Which brings me to the second possible avenue for a new party: the existing far left. When I was in the SP leading comrades were firmly of the opinion that cobbling together "the sects" would not bring us a step closer to a new party (and for some, left unity itself was a diversion from this task). Instead we'd have to wait for the trade unions and/or the vaunted "fresh layers" to become involved. But in Britain at least, experience has partially negated this perspective. At its height the Scottish Socialist Party attracted trade union support in the shape of the RMT. This would not have happened had Scottish Militant Labour not pursued a unity project with the rest of the left, and the subsequent fate of the SSP does not render this lesson null and void.

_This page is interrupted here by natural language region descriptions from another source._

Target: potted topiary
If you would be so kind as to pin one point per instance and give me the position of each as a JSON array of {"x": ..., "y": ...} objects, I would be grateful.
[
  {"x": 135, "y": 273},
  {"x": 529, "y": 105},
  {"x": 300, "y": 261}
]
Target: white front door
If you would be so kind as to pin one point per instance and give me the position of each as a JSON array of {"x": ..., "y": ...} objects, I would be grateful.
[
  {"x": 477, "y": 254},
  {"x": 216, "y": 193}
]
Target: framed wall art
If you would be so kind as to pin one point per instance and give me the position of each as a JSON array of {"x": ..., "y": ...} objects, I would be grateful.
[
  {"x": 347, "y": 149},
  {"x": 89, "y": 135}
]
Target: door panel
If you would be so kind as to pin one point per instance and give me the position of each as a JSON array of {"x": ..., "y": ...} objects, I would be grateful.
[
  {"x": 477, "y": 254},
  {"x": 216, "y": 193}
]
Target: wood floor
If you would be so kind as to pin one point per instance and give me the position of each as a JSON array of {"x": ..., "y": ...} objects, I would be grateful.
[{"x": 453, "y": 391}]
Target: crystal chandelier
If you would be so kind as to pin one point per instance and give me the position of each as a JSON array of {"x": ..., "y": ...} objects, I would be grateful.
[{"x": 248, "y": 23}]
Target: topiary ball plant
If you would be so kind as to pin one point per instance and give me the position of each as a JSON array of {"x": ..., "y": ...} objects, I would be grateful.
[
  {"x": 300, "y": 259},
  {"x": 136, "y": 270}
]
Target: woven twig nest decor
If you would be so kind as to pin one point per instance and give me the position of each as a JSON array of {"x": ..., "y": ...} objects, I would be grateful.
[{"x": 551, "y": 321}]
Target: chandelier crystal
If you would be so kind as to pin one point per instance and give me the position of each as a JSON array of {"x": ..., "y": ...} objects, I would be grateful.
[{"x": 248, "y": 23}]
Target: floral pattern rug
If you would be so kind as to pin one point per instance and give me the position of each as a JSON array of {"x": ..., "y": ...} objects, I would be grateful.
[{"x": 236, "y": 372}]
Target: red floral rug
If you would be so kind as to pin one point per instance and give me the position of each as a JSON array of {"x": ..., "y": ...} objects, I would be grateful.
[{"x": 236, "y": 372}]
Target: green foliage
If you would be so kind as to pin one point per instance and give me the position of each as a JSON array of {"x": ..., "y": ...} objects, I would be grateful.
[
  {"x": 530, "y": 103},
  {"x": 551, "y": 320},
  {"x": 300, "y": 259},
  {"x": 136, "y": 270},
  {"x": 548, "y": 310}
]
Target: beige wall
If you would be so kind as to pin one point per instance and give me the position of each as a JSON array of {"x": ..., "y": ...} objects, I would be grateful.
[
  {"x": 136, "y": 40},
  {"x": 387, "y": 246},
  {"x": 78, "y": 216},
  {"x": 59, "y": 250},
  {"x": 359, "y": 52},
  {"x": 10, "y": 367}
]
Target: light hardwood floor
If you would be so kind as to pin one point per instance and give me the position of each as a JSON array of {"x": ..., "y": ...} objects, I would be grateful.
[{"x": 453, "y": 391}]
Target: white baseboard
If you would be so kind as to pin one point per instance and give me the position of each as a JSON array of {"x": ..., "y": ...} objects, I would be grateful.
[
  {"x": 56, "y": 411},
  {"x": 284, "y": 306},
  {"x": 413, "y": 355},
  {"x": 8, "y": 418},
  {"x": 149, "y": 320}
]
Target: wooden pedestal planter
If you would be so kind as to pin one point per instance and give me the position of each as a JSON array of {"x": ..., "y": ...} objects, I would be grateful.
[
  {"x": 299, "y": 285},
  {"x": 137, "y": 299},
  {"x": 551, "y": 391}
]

So left unity can work and pull in support from beyond the far left. But what prospects for it today? What are the chances of the positives of the SSP experience being replicated? The SP, SWP plus a few others are formally united under the TUSC banner for the next election, and Respect and the SSP will be ploughing their own furrows. So on the surface things don't look too bad. But look under the surface of TUSC and it has every appearance of being an alliance of convenience. SP members will be promoting SP candidates. SWP members will promote SWP candidates. There will be very little in the way of joint, unified action. And what about after the election? Will TUSC take on flesh or officially talked up at the moment it's being buried? Perhaps the worst won't happen, but the experience of the Socialist Alliance, Respect when the SWP were in it, and the barely-remembered Socialist and Green Unity Coalition are not encouraging.

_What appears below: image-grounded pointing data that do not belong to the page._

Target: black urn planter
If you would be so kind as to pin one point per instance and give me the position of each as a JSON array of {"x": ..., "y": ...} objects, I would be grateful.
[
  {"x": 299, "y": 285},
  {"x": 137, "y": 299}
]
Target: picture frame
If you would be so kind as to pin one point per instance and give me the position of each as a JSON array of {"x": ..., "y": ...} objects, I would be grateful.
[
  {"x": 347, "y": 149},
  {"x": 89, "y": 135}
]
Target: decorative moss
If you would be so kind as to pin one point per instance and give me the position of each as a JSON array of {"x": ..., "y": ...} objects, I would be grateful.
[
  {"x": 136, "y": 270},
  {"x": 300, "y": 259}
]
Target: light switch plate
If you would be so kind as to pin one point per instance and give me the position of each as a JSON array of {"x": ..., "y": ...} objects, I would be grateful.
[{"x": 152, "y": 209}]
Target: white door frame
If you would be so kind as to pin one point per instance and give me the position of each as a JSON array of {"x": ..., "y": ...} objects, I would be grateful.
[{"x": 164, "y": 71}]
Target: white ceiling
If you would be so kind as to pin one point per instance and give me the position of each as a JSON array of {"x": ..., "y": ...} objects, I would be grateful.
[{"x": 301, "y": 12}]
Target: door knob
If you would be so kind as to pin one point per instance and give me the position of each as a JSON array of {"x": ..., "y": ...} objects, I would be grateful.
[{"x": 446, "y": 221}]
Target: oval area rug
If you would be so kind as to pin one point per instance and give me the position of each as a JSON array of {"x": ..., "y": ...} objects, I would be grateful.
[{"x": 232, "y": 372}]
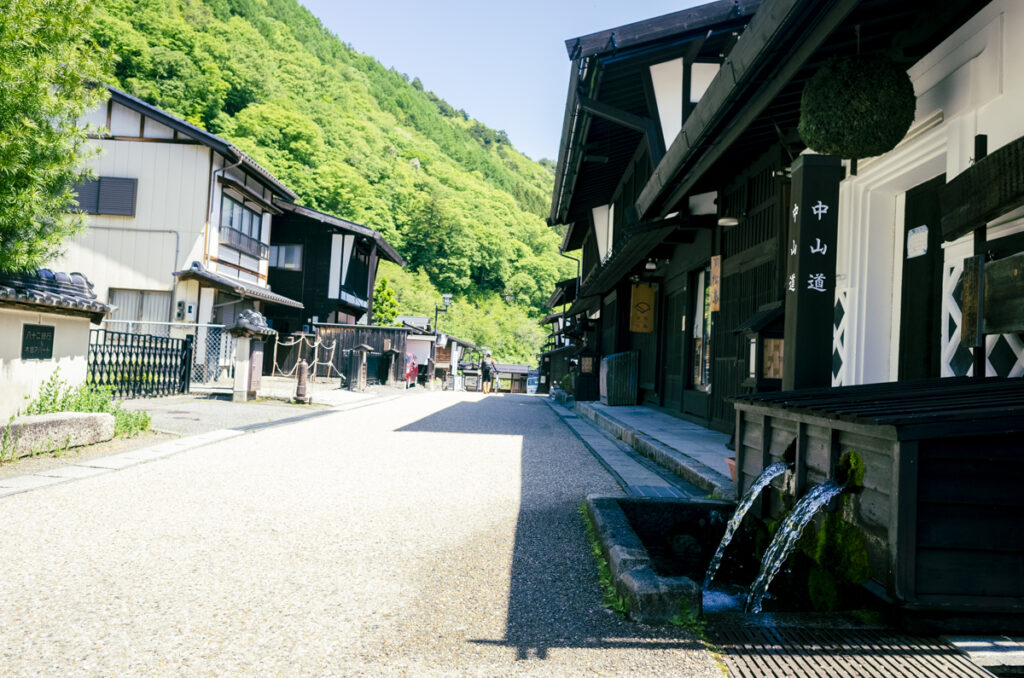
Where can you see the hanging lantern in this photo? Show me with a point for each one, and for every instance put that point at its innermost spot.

This brings us to the basic problem at the heart of the British left. Its dominant tendencies act as discrete self-contained entities in competition for recruits, paper sales and influence. Each maintain a full-time apparatus with a semi-permanent leadership and collective world views that are more the subject of dispute and polemic than scientific investigation. Furthermore because none have wealthy backers the basic round of stalls, paper sales, and recruitment has to take precedence to keep the show on the road. This means working with other lefts are seldom and fleeting. So the problems with the far left are not entirely rooted in particular interpretations of democratic centralism, as the cpgb and others maintain, but more so the mode of work they undertake out
of necessity.

For example, where the SP have bases in working class communities - Coventry and Lewisham - the branches in those areas have grown to the extent that 'community work' can be undertaken in addition to the basic work. Respect is another case in point. Because its model of organisation building is not reliant on the same staples as its Trotskyist competitors they have been able to concentrate on putting down roots, with the result they stand a strong chance of
winning in three constituencies.

To return to the main point, because of the competitive models of party building favoured by the far left it is unlikely they will put together a lasting, unified organisation and therefore will not attract support from any union thinking twice about its links to Labour.

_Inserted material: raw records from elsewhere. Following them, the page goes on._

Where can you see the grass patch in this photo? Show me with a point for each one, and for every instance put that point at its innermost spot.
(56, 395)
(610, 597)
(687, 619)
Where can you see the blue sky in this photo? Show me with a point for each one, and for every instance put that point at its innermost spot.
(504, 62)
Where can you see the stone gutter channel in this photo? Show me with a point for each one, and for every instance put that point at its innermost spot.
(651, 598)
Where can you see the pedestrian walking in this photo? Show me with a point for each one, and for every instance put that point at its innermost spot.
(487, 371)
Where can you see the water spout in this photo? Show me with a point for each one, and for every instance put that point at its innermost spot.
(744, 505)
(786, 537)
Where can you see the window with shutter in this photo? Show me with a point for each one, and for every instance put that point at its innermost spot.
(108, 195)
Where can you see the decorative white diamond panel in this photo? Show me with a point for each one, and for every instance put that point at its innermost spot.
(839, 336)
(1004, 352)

Perhaps an upsurge in struggle will change this situation, but I doubt it. Time and again the labour movement has proven it prefers to work pragmatically with the instruments it has to hand. The far left hasn't provided anything the unions can turn to, and they will not take the risks of founding something new themselves. On the other hand power has shifted in the Labour party. The independence the bourgeois pole assumed during the Blair years has receded and the party is dependent on the unions for resources. This constitutes a real opportunity for moving Labour to the left and strengthening the hand of socialist ideas in the labour movement. It's a tough perspective and a difficult one to argue for thanks to this government's record, but there is no way around it. The best place for rebuilding the labour movement and renewing working class politics is inside Labour.

The task in front of socialists today is not founding a new workers' party. It's working with the one we've got.